Later, he presented programmes for Radio City, Chiltern Radio, The Superstation, Virgin Radio, Magic 105.4, Heart 106.2, BBC Surrey and Smooth Radio.

At Heart 106.2, Williams presented Late Night Love Songs. The show featured true relationship stories sent in by listeners (Love Letters). Late Night Love Songs became the first show on the station to overtake Capital Radio as the market leader in London. A book of the best stories on Late Night Love Songs was published called 'Love Letters Straight from the Heart.'

In recent years, Williams has been a mainstay of Jazz FM's daytime schedule and is currently the station's breakfast presenter.
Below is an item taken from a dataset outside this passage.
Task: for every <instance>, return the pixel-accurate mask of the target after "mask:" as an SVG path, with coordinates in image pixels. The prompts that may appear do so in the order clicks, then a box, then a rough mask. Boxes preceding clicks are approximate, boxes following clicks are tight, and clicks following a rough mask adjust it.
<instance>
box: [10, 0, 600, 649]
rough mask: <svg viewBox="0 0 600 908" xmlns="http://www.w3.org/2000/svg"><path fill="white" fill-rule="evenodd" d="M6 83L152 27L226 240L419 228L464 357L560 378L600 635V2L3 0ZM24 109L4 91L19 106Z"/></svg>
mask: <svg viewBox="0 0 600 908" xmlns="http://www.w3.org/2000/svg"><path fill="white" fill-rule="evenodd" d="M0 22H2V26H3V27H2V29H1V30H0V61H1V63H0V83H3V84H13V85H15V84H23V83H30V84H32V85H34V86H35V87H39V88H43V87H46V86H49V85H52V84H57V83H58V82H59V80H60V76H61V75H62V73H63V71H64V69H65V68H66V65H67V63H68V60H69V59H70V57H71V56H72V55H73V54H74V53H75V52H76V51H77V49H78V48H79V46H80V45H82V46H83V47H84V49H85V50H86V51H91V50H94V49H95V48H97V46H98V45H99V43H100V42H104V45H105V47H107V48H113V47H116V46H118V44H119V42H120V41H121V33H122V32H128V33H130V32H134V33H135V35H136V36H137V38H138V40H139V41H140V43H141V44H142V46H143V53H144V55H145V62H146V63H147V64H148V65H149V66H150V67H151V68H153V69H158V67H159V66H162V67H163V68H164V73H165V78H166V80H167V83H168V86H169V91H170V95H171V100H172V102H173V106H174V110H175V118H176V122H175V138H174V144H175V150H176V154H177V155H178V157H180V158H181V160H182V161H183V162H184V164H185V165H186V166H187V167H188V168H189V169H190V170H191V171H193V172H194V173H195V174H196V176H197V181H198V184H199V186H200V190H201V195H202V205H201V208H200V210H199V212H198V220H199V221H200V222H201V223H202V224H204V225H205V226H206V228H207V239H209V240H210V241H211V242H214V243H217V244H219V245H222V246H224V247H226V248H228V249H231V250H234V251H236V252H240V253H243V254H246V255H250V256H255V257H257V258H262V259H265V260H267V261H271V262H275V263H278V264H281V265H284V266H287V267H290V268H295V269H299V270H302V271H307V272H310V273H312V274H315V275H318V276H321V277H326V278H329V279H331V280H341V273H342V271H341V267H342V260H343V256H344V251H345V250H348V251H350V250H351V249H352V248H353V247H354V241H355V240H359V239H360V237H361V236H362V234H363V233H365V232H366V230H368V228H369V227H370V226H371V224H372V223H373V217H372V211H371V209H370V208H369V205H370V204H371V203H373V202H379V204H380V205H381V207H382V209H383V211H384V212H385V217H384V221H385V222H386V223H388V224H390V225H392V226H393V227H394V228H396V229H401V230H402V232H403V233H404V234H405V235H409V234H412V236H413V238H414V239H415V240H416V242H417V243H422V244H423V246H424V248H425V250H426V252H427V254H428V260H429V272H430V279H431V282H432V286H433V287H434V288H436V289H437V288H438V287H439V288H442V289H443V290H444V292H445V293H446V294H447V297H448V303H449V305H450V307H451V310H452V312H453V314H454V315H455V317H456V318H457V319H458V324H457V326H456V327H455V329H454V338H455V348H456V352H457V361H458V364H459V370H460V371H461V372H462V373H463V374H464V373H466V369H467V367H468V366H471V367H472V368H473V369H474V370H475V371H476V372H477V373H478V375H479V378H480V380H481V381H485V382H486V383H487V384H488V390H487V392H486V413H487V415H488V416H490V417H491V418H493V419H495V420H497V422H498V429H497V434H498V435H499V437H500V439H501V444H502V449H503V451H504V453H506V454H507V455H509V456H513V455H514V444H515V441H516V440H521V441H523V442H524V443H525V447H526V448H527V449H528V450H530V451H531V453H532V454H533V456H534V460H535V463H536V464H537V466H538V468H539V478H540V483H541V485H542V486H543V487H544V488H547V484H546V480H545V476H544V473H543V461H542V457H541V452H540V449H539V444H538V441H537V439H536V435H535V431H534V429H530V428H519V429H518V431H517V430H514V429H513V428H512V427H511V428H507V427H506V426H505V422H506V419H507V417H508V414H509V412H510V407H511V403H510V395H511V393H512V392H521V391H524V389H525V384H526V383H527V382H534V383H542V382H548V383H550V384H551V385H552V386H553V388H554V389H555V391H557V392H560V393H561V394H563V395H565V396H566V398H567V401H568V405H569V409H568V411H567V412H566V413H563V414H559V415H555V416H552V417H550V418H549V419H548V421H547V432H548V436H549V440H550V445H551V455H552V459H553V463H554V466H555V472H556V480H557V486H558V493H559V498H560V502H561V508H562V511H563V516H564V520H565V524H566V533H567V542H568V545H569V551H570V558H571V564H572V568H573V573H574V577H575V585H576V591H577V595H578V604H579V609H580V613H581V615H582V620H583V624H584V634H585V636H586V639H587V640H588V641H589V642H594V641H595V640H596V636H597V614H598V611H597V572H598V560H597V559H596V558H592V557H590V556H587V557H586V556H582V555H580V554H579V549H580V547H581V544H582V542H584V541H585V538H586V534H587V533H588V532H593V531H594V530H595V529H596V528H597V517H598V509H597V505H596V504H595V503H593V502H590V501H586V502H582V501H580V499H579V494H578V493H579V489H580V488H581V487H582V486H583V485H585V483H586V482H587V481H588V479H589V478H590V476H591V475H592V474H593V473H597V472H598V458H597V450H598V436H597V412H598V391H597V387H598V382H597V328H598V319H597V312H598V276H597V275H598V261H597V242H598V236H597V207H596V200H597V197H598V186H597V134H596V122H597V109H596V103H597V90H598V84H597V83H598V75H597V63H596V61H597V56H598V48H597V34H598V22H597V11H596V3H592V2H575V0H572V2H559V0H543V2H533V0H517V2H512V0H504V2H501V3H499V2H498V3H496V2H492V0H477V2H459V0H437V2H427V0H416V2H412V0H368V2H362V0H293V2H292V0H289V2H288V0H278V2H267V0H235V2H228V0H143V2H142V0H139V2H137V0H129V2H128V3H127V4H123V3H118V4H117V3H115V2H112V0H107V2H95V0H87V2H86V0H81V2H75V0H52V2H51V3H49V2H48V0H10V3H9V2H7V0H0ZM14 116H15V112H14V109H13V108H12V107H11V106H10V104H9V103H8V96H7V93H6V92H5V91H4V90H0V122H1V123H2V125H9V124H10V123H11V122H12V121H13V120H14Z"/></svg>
As a voice-over artist, Williams has been heard on commercials for companies including McDonald's, PC World, Shreddies, Cheerios and Lloyds TSB. He was the image voice for LWT and ITV from 1990 to 2004. He has been heard on LBC 97.3, LBC News 1152 and the Heart Network of radio stations. His voice has been used as the image voice of LBC, BBC Northampton, Compass FM, Ridings FM and Rutland Radio. He continues to work as a voice-over talent from his own studios in London. Recent work includes Cadbury, training programmes for The United Nations and a controversial ad for the infidelity website Ashley Madison, featured on the Howard Stern radio show.

In 2020, Williams was nominated for Best Music Presenter at the Radio Academy ARIAS.